In what one industry observer described as the “nuclear option,” Facebook announced today that it will restrict publishers and people in Australia from sharing or viewing Australian and international news content. The announcement comes amid growing tensions between the big tech platforms, government and traditional media companies around the world, including here in Canada.
Today’s announcement by Facebook Australia & New Zealand managing director William Easton comes as the Australian government prepares to pass a landmark law that would require Google and Facebook to pay publishers for displaying their content.
Google has already agreed to separate deals with publishers including Rupert Murdoch’s News Corp., but Facebook is taking a hardline approach. It said today that Australian publishers would be restricted from sharing or posting any content on the platform, while links and posts from international publishers cannot be viewed or shared by Australian users. International users will also be prevented from viewing or sharing Australian news content or content from Australian news Pages.
Easton said that Australia’s proposed law “fundamentally misunderstands” the relationship between Facebook and publishers sharing news content, and left the social media giant facing what he described as “a stark choice”: complying with the law that “ignores the realities of this relationship,” or stop allowing news content on its services in that country. “With a heavy heart, we are choosing the latter,” wrote Easton.
He said that Google and Facebook have “fundamentally different” relationships with news content. While Google Search is “inextricably intertwined” with news, and publishers don’t voluntarily provide it with content, they do “willingly choose” to post on Facebook because it enables them to sell more subscriptions, grow audiences and increase advertising revenue.
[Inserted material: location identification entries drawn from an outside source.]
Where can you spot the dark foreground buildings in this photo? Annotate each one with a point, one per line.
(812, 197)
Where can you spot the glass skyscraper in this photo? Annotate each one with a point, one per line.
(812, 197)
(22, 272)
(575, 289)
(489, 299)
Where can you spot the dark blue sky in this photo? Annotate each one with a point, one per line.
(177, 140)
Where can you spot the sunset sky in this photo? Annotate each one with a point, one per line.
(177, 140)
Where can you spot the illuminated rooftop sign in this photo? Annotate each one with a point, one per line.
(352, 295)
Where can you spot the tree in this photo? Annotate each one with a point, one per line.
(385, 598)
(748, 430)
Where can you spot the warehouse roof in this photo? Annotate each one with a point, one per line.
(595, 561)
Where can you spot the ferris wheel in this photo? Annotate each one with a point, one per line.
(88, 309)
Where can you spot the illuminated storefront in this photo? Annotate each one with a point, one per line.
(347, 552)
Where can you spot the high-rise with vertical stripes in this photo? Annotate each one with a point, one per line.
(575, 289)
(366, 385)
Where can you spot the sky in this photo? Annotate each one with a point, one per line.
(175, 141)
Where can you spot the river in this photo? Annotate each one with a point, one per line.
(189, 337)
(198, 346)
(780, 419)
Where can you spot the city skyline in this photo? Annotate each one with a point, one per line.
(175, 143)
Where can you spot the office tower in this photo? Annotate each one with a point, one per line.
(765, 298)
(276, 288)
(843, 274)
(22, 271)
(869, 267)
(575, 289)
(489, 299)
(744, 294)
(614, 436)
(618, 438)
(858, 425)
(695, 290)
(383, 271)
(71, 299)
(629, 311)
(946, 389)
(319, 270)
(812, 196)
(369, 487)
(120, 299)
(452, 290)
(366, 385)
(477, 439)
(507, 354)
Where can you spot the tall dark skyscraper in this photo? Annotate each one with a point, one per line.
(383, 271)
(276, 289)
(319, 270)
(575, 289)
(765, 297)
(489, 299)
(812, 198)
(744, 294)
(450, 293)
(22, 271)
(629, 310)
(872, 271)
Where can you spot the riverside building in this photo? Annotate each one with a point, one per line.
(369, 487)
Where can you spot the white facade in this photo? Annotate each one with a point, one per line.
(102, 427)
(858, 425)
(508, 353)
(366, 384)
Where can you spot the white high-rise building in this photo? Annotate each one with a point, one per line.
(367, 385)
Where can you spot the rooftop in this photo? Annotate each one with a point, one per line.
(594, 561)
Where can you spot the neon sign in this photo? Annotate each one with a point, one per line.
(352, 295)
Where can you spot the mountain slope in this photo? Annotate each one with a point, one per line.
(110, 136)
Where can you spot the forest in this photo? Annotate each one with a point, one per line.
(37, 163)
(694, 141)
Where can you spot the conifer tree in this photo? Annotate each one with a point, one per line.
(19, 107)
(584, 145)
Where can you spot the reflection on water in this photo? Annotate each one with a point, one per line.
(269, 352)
Easton said that in 2020, Facebook generated approximately 1.5 billion “free referrals” to publishers, worth an estimated AU$407 million.
The business gain for Facebook from news is “minimal,” he said, noting that it makes up less than 4% of the content people see in their feed. “Journalism is important to a democratic society, which is why we build dedicated, free tools to support news organizations around the world in innovating their content for online audiences,” he said.
The outsized power of Google and Facebook in the Canadian ad market was the basis for the recent “Disappearing headlines” campaign spearheaded by News Media Canada and Torstar. The campaign saw dailies and community newspapers across the country run blank front pages to demonstrate the potential impact of the duopoly continuing to siphon away advertising revenues. In Canada, Google and Facebook account for an estimated 80% of the estimated $8.8 billion spent on digital advertising.
Speaking with The Message about the campaign earlier this month, News Media Canada CEO John Hinds said that he was encouraged by the hardline stance being taken by the Australian government. It was recently reported that Canadian Heritage minister Steven Guilbealt is meeting with representatives from several countries including France, Australia and Germany to discuss forming a “formal coalition” of countries to stand up to the tech companies.
Last month, Google threatened to pull its search engine from Australia if the law was passed, saying that it would “break Google search as you know it.” It has since struck deals said to be worth tens of millions of dollars with publishers—including a three-year arrangement with News Corp. announced today that includes content from The Wall Street Journal, The New York Post, The Times, The Sunday Times and The Australian.
According to a News Corp. announcement, the deal also includes the development of a subscription platform, the sharing of ad revenue via Google’s ad technology services, the cultivation of audio journalism and “meaningful investments” in innovative video journalism by YouTube.
News Corp. CEO Robert Thomson said in the announcement that the deal would have “a positive impact on journalism around the globe as we have firmly established that there should be a premium for premium journalism.”
“Google’s rush to pay up in Australia shows how regulation in a relatively small country—or just the threat of it—can dramatically alter the behaviour of a global tech behemoth that grew with impunity back home in the United States,” said a story published by The New York Times.